RANDOM MUSINGS FROM THE TOP OF THE HILL

1/22/2006

HEART HISTORY

HEART HISTORY

For the record, here's the way it went down from my perspective. Wednesday, December 6, 2000, I lifted weights for an hour starting at about 10 pm which was the norm. Nothing out of the ordinary happened while lifting. After I finished, I laid down on this love seat we had in the basement to watch something on television and fell asleep-I didn't mean to. The love seat was only 3/4 the sufficient length for me to lay down comfortably so my head was crooked up at a bad angle while my feet were up at the other end. When I woke up in the middle of the night and went to bed, I didn't notice anything out of the ordinary.

The next morning, while at work I started to get a tight feeling or mild pain in my chest. It was a little hard to breath. If there was a pain, it was in my left pec and also subscapular muscle(in the back). I took an ibuprophin at the office (I didn't know any better). The owner of our business had open heart surgery a few years ago, so he was very sensitive to the situation and insisted I be taken to the hospital. One guy drove me and another took my car.

At the ER, I received the usual heart attack treatment. A couple of aspirin, an EKG and continual questions about the severity of the pain. "On a scale of one to ten, ten being intense pain, what would you rate the pain now?" My co-workers and I were in the this little room making jokes and blowing up rubber gloves and harassing the nurses. Finally, I agreed that there was no pain (I would never have gotten out of there if I didn't) and the ER doctor said he thought from my EKG, which showed no heart problem, that I must have had a muscle strain. He suggested that a have a stress test with CT scan while I was at the hospital to make sure of his diagnosis.

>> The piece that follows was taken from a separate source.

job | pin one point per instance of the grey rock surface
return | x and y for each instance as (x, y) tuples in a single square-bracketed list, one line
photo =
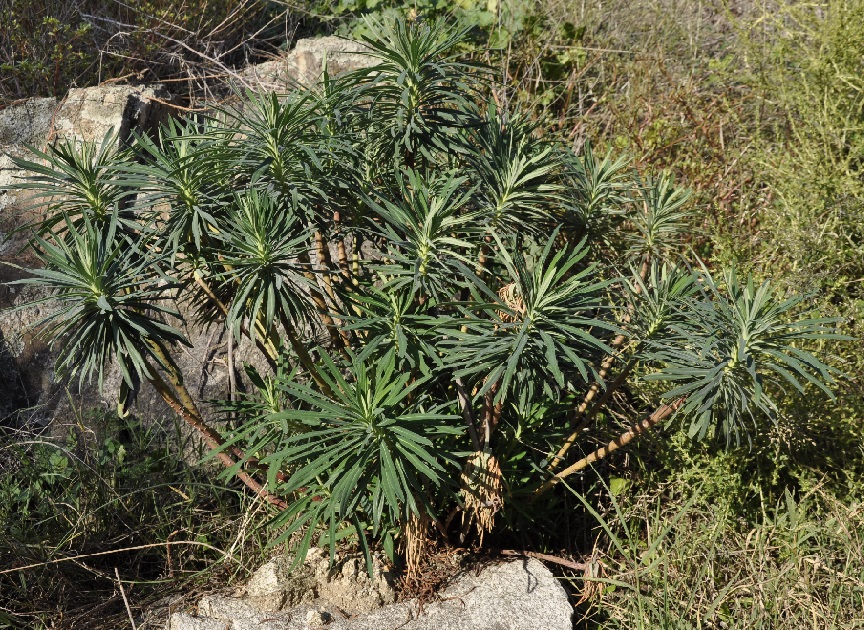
[(517, 595), (26, 374), (304, 64)]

They walked me over to another part of the hospital to take the stress test. I had never taken one before. I walked and jogged on the treadmill and the administering doctor asked me if I was on some medicine which kept my heart rate down -I wasn't, I was just in good shape. Eventually, they got me up close to where they wanted and took me in for the CT scan. The doctor said everything looked good and sent me home. That night was our company Christmas party. While I was getting ready, I got a call from the hospital asking me to come back in the morning so they could get a (resting) baseline CT scan.

I drank way too much wine at the Christmas party (which is my norm) and staggered in about 1 am. The next morning, I was at the hospital at 9 am for my test which only took a half hour or so and I went to the office. That's the last I thought about the episode until January 2, 2001.

Three weeks after the test, my family doctor informs me that someone at the hospital looked at my CT scan and sees an irregularity. Can you believe that? He says I should make an appointment with a heart specialist and have it checked out.

I call the one he suggests and take the first available appointment which is in about a week. Nice guy, this one - young but overweight. He checked me out; good blood pressure, slow steady heart rate, lean and muscular. He said he thought I had a muscle strain and the CT scan was probably a false positive. He gave me three choices: 1) have a different test (stress echo) to see if it showed the same thing 2) do an angiogram to tell definitively if there was a problem or 3) do nothing. He said any of the three would be ok with him. I chose the stress echo. He scheduled me for a month and a half out (the end of February). No big rush. He did the test and said it looked bad (much worse than he thought it would) and I should have an angiogram. OK, lets do it asap.

The first week of March I went to the hospital for the angiogram. They wheeled me in at about 11 am. Up on the screen, we looked at my heart. No real bad problem. One spot looks 20-30% blocked. Lets talk about it. We could treat this one small blockage with medicine or go in and do an angioplasty to open it up right away. I said, lets get it taken care of so I don't have to worry about it. I didn't realize he couldn't do the angioplasty. They wheeled me back to a room to wait for a surgeon to come from another hospital to do the work. I had to wait until about 6 pm. (Fun day) While I was waiting, the attending nurse said she couldn't believe they were doing an angioplasty when there was only 20-30% blockage. What did I know?

Afterwards, I saw the before and after pictures and hoped it was all worth it. They put in a 'new' medicated stent. I had to stay at the hospital overnight - had lifting and exercise restrictions for weeks afterwards. The only medication I was required to take was an 81 mg (baby) aspirin per day. I started cardiac rehab in May and ... that's another story.